ネットサービスに大きな影響
またCDN(コンテンツデリバリーネットワーク)の障害でも、多数のサイト・サービスに影響が広がります。直近でもっとも大きいCDN障害は⑥、021年6月の「fastly」の障害です。時間は1時間と短かったものの、ほぼ全世界で障害が起きました。日本ではYahoo!、読売新聞、Abema、TVer、環境省などの大手事業者がストップ。さらにアマゾンやXも影響を受けています。

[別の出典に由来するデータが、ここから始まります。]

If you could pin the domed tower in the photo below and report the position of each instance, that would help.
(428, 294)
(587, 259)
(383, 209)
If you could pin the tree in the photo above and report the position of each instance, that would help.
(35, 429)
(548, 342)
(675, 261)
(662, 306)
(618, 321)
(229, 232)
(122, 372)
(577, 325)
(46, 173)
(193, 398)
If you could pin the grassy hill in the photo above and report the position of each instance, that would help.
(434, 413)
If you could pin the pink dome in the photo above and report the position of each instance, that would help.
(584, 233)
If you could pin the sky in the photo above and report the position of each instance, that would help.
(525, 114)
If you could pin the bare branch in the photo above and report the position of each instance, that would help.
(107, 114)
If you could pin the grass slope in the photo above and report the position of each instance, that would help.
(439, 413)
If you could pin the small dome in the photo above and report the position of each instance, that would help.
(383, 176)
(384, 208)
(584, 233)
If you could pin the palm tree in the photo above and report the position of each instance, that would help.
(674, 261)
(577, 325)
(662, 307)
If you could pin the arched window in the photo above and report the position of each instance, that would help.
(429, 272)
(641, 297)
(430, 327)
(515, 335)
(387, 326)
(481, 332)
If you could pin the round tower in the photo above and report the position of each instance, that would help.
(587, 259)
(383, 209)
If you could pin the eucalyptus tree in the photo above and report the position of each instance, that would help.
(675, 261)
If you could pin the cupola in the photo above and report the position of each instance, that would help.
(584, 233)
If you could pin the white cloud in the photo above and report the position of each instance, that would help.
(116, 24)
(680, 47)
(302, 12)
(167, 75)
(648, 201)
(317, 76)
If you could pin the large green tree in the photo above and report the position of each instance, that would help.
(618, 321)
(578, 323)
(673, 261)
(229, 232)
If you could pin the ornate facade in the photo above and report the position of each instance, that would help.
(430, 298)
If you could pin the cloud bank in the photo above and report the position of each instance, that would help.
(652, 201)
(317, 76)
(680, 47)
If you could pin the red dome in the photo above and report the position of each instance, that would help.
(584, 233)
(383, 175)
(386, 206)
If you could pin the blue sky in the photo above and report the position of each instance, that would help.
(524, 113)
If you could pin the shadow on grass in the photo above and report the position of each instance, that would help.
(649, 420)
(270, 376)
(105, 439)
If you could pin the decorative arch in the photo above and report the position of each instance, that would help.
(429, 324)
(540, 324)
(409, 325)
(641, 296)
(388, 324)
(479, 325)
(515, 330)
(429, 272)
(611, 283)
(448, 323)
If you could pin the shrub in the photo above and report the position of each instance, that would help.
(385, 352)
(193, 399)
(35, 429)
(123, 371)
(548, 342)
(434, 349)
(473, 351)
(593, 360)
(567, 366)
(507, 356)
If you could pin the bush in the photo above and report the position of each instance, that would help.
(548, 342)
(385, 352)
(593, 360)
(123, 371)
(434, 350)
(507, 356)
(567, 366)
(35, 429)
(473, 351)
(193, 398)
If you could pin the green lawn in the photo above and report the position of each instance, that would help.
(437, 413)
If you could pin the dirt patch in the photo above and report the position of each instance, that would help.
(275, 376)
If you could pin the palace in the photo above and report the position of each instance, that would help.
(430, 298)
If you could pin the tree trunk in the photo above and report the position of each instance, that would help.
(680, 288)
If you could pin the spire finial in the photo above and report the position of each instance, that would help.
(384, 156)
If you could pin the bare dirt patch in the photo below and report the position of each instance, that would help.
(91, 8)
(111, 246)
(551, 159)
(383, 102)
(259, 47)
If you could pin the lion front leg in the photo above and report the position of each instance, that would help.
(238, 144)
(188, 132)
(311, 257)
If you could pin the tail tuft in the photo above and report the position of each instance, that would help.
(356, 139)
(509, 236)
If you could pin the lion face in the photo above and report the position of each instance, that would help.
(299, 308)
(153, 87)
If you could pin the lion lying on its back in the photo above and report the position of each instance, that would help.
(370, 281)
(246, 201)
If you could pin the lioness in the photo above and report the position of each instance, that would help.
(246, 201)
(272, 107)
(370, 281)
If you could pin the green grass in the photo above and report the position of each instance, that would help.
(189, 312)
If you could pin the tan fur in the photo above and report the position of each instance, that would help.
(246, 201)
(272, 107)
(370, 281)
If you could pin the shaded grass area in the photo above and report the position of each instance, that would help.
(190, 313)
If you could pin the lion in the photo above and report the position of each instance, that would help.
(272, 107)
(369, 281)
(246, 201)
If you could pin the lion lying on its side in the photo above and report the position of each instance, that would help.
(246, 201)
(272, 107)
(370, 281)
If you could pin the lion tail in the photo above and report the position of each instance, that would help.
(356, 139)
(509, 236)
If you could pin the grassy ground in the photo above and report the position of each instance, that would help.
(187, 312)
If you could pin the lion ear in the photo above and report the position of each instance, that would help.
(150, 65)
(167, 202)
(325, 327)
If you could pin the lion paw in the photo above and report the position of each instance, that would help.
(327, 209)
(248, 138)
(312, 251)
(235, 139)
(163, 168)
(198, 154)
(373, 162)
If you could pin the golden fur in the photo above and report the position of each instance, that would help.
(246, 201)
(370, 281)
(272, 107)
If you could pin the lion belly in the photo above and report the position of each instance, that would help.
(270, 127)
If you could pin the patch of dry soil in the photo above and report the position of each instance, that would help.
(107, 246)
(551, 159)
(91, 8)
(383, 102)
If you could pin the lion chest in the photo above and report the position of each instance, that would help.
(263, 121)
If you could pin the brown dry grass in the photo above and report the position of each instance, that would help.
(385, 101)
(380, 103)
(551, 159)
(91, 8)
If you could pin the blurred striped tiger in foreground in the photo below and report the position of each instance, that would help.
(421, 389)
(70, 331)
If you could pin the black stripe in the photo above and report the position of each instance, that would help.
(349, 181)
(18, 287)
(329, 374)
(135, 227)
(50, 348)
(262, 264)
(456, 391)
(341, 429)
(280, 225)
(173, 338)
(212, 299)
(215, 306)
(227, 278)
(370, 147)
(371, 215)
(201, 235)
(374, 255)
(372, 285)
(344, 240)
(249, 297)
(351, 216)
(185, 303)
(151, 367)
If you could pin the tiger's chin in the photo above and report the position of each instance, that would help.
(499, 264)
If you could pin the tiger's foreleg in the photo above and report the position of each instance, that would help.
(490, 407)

CDNは負荷分散や高速化が目的であるため、主に大手のネットサービスが利用しています。そのため、CDNが止まってしまうとSNSやECの大手サービスも止まります。
私たちの仕事に影響が出ることもあります。例えば②のOffice365障害(2019年11月)では、ワードやエクセル、SkypeやTeamsがストップして業務ができない状態となりました。
クラウド系の障害の中で、もっとも大きな問題に発展したのは、③の自治体向けクラウド「Jip-Base」での障害です。自治体が使う共同利用型IT基盤での障害で、ストレージに異常が発生して全国53の自治体・団体に影響が出ました。サービスが止まるだけでなくデータが飛んでしまうという深刻なトラブルとなりました。
その後の復旧作業でデータはバックアップなどから戻したものの、1ヵ月後の発表でも「バックアップデータが特定できないためIaaSサービスとして自社のみでの復旧が困難なもの」が0.5%残ると発表されています。自治体のデータが復旧できないとしたら私たちの暮らしに直結する深刻な事態です。